Лида множество раз слышала слово «папа». И хоть не знала толком, что это такое, но всё же и ей было приятно, она тоже улыбалась.
У кого бы теперь повернулся язык назвать Фаину несчастной? Она – несчастная? Да как же: у неё муж с фронта вернулся! Редкое исключение из правила, а не само правило.
Остаток военного времени она думала о нём ежеминутно, ежесекундно; а победные залпы (в Бельцах не было никаких залпов, но если кто хотел, мог услышать московские по радио) ознаменовали не только окончание войны, но и возможность для неё всерьёз увериться, что с этого дня с Гордеевым ничего страшного не случится.
Но именно после победных залпов, когда война наконец кончилась и настало время долгожданной встречи, Гордеев как сквозь землю провалился.
Дело было и томительное, и страшное: а что, если всё-таки погиб! – но вдобавок и загадочное: если бы погиб, пусть и в последние дни, пусть и в самый последний день, пусть даже, как вон пишут в газете, и днём позже довелось кому-то встретиться с осатаневшим от отчаяния фрицем, – всё равно была бы похоронка!..
Однако похоронки нет, а значит, жив, – а если жив, так почему ни весточки?
По прошествии нескольких месяцев напрасного ожидания её в сельсовете надоумили предпринять поиски.
Честно сказать, она уже и не надеялась, принялась из упрямства, из чувства долга.
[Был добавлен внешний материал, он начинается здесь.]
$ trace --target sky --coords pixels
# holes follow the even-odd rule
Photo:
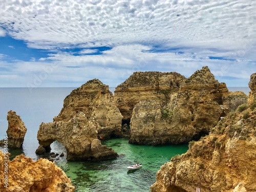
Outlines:
[[[1,0],[0,87],[116,87],[136,71],[256,72],[254,0]]]

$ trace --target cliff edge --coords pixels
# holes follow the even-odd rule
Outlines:
[[[251,102],[241,105],[209,135],[190,141],[185,154],[161,166],[151,191],[256,191],[255,108]]]
[[[54,163],[45,159],[34,162],[23,154],[10,161],[9,155],[0,150],[1,191],[74,191],[70,179]]]

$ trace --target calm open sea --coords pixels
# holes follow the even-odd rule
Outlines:
[[[13,156],[24,153],[36,160],[40,157],[35,153],[38,146],[36,135],[42,122],[52,122],[63,106],[63,101],[75,88],[0,88],[0,140],[6,135],[7,112],[16,112],[27,129],[21,150],[10,150]],[[114,92],[114,88],[110,89]],[[229,88],[231,91],[242,91],[248,95],[248,88]],[[97,163],[68,162],[65,157],[56,164],[71,178],[76,191],[149,191],[156,180],[156,174],[161,165],[176,154],[186,152],[187,145],[152,146],[132,145],[127,139],[115,139],[104,141],[119,157],[113,160]],[[54,142],[52,152],[60,154],[65,147]],[[0,147],[0,149],[1,148]],[[127,166],[137,161],[142,168],[128,171]]]

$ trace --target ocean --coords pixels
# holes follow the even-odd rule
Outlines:
[[[52,122],[60,111],[64,99],[74,89],[0,88],[0,140],[6,135],[7,112],[11,110],[20,116],[27,129],[23,149],[10,150],[12,157],[21,153],[35,161],[41,157],[35,153],[38,146],[36,135],[39,126],[42,122]],[[244,91],[247,95],[250,91],[248,88],[228,89]],[[110,90],[113,92],[115,88]],[[65,156],[56,161],[56,165],[71,178],[75,191],[149,191],[161,165],[188,149],[187,144],[160,146],[130,144],[127,138],[104,141],[103,144],[112,147],[119,157],[100,162],[67,162]],[[55,153],[66,152],[65,146],[56,141],[51,147]],[[142,167],[127,170],[126,167],[137,161],[142,164]]]

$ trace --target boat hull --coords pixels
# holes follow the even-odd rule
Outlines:
[[[127,168],[129,170],[134,170],[134,169],[137,169],[138,168],[140,168],[142,166],[142,165],[139,165],[139,166],[134,166],[134,165],[131,165],[129,166],[129,167],[127,167]]]

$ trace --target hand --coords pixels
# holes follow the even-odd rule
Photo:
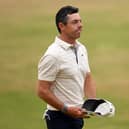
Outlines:
[[[74,118],[89,118],[86,110],[79,107],[68,107],[67,114]]]

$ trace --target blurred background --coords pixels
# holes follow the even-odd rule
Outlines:
[[[64,5],[80,9],[79,40],[88,49],[97,96],[116,107],[115,117],[87,119],[84,129],[128,129],[128,0],[0,0],[0,129],[46,129],[37,65],[58,34],[55,14]]]

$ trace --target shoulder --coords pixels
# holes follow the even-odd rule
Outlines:
[[[83,52],[87,53],[87,48],[86,48],[86,46],[85,46],[84,44],[80,43],[79,41],[78,41],[78,44],[79,44],[80,49],[81,49]]]

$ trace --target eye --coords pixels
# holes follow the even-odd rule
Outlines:
[[[77,24],[77,23],[81,23],[81,22],[82,22],[81,20],[73,20],[72,24]]]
И многоступенчатая череда запросов завершилась неожиданно успешно: последняя бумага с казённым штемпелем извещала, что её муж Гордеев жив-здоров и проживает в городе Киеве в качестве слушателя Высшей партийной школы.
Господи, счастье-то какое!..
Но и совсем всё стало непонятно: жив – и что?
Фаина не могла знать, а в жизни Гордеева было, кроме тягот и опасностей, ещё одно военное обстоятельство: на фронте он нашёл себе новую жену. Причём эту женщину даже нельзя было назвать походно-полевой: походно-полевые жёны прекращают быть таковыми по окончании походов и перевода военной полевой жизни на мирные рельсы. А Гордеев со своей не расстался и повёз с собой в Киев.
Может быть, такое Фаине и в голову не могло прийти. А может быть, наоборот, она что-то подозревала. Во всяком случае, Фаина не стала досаждать почтовому ведомству новыми письмами, а, недолго думая, собрала дочку и поехала наводить мосты явочным порядком.
По мнению Кондрашова, будучи обнаруженным, Гордеев пытался и дальше морочить Фаине голову: объяснял своё безвестное невозвращение в семью необходимостью учёбы в ВПШ и говорил, что оно временное. Пусть Фаина ещё чуточку потерпит. Война вон четыре года была, и ничего, а трёхлетняя учёба пролетит – вовсе не заметишь. И тогда он вернётся к ним во всём сиянии новой славы. Вероятней всего, что вместе с дипломом ему дадут важное назначение и они уедут на новое место всем своим наконец-то воссоединившимся семейством.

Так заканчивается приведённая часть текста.